On top of that, the depth of the tub barely holds enough water to submerge the individual, often not even covering their entire body. Additionally, since folks usually lie down in traditional tubs, there’s extra strain on their shoulders and neck. The tub generally tapers upward, forcing the individual to bend their neck at an awkward angle.
So, compared to a traditional bathtub, Japanese soaking tubs are much more comfortable. The added depth allows you to submerge most of your body, ensuring all the sore muscles get a good soak. The seat allows you to keep your head and neck in a neutral position, preventing soreness that may occur in a regular bathtub.

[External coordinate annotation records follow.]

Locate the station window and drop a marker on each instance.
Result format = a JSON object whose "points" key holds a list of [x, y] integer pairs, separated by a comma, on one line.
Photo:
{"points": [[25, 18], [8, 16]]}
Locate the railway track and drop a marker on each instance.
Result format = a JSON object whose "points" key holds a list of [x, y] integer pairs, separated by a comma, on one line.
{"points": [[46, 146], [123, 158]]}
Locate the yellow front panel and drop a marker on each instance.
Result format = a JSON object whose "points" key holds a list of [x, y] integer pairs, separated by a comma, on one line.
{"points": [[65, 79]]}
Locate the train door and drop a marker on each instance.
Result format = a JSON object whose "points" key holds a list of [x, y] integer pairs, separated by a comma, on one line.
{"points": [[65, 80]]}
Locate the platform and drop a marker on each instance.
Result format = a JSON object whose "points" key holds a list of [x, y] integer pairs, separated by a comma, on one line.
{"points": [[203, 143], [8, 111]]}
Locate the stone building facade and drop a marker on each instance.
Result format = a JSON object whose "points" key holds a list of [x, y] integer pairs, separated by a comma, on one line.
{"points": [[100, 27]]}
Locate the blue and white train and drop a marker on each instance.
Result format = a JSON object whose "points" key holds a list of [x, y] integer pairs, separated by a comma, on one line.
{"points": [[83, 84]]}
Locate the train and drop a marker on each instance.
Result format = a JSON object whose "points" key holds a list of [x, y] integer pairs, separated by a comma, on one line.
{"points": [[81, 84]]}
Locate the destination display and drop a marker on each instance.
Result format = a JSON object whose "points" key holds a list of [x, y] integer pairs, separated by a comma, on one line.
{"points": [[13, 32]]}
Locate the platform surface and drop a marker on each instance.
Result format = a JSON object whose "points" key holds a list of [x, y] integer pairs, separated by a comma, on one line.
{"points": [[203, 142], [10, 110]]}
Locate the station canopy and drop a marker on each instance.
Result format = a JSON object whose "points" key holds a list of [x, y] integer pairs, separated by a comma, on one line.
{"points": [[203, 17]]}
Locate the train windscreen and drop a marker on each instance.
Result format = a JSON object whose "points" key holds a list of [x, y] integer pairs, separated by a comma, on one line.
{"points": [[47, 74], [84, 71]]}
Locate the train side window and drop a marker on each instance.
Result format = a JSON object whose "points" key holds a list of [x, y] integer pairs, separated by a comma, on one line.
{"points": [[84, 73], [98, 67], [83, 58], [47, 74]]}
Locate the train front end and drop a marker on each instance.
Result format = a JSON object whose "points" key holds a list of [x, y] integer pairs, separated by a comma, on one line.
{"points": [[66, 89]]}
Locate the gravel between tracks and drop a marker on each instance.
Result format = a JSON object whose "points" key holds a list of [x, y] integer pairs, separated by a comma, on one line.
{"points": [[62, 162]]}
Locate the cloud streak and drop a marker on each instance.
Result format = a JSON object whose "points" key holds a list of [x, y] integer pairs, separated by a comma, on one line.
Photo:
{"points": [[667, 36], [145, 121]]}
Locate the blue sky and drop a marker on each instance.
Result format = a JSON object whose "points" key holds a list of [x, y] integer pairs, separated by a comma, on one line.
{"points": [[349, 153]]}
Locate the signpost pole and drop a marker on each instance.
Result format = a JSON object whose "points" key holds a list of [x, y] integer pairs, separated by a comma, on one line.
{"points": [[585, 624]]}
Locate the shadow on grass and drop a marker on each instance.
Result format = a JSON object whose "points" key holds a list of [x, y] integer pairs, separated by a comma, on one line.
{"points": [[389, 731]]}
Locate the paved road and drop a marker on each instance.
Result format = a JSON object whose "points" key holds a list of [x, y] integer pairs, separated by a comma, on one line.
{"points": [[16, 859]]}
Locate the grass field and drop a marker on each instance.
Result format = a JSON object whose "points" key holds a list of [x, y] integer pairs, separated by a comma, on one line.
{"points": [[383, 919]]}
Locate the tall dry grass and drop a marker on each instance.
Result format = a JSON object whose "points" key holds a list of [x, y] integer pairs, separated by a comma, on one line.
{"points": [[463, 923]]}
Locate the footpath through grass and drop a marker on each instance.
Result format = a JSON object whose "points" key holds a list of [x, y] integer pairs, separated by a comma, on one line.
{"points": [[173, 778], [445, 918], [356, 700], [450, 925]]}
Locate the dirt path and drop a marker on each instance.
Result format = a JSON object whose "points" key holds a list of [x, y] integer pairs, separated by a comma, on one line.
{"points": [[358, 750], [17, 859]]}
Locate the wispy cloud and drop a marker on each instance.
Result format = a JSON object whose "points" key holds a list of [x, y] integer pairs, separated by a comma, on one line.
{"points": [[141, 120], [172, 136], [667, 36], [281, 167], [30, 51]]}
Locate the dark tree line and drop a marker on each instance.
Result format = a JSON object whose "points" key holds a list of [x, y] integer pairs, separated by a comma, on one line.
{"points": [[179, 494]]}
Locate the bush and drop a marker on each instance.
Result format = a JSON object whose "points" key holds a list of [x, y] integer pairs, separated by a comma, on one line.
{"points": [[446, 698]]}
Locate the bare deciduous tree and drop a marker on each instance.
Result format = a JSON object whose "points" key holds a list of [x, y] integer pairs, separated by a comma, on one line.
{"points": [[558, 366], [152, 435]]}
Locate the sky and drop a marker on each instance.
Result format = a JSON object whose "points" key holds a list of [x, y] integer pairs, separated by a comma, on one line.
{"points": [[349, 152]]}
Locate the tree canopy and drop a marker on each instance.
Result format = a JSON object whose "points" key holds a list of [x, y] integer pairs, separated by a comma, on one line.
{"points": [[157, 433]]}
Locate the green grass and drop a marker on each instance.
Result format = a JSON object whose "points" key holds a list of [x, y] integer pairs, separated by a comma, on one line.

You can purchase a large enough tub to extend your legs out from the seat, or you can choose to sit with your feet directly under your knees. So, Japanese bathtubs are comfortable, providing they’re large enough to accommodate your frame.
Are Bathtubs And Soaking Tubs The Same?
Bathtubs and soaking tubs aren’t necessarily the same things. A soaking tub is essentially a deeper and more specific type of bathtub. Typical bathtubs are usually narrow and long, featuring a trough-like shape.
On the other hand, soaking tubs feature a shorter but deeper design. In general, soaking tubs are becoming more popular, as they provide a considerably more comfortable bathing experience and save space in compact bathrooms.
Of course, there are quite a few baths that are massive all the way around. They feature the deep basin of a soaking tub yet the long, trough-like shape of a traditional bathtub.
Popular Japanese Soaking Tubs
If you’re sold on Japanese soaking tubs, your next step is finding the perfect tub for your home. Japanese soaking tubs are widely available in varying colors, materials (stainless steel, copper, wood, etc.), styles, and designs, but the fundamentals remain the same.
Some of these tubs feature spa features, such as jets or whirlpool additions. Others feature a heating element to save water and keep your bath warm for longer without having to refill the tub. Here are a few popular soaking tubs to consider:
- Aquatica True Ofuro Japanese Soaking Tub
- Empava Japanese Jetted Soaking Bathtub
- Premier Copper Products Japanese Style Soaking Bathtub
Whether you’re looking for a small, unassuming soaking tub to tuck into the corner of your bathroom or an eye-catching soaking tub to match your modern bathroom, Japanese soaking tubs are the perfect fit. These tubs are usually on the expensive end of the spectrum, but there’s quite a bit of variety. You shouldn’t have any issues finding the perfect bathtub for your bathroom, regardless of what you’re looking for.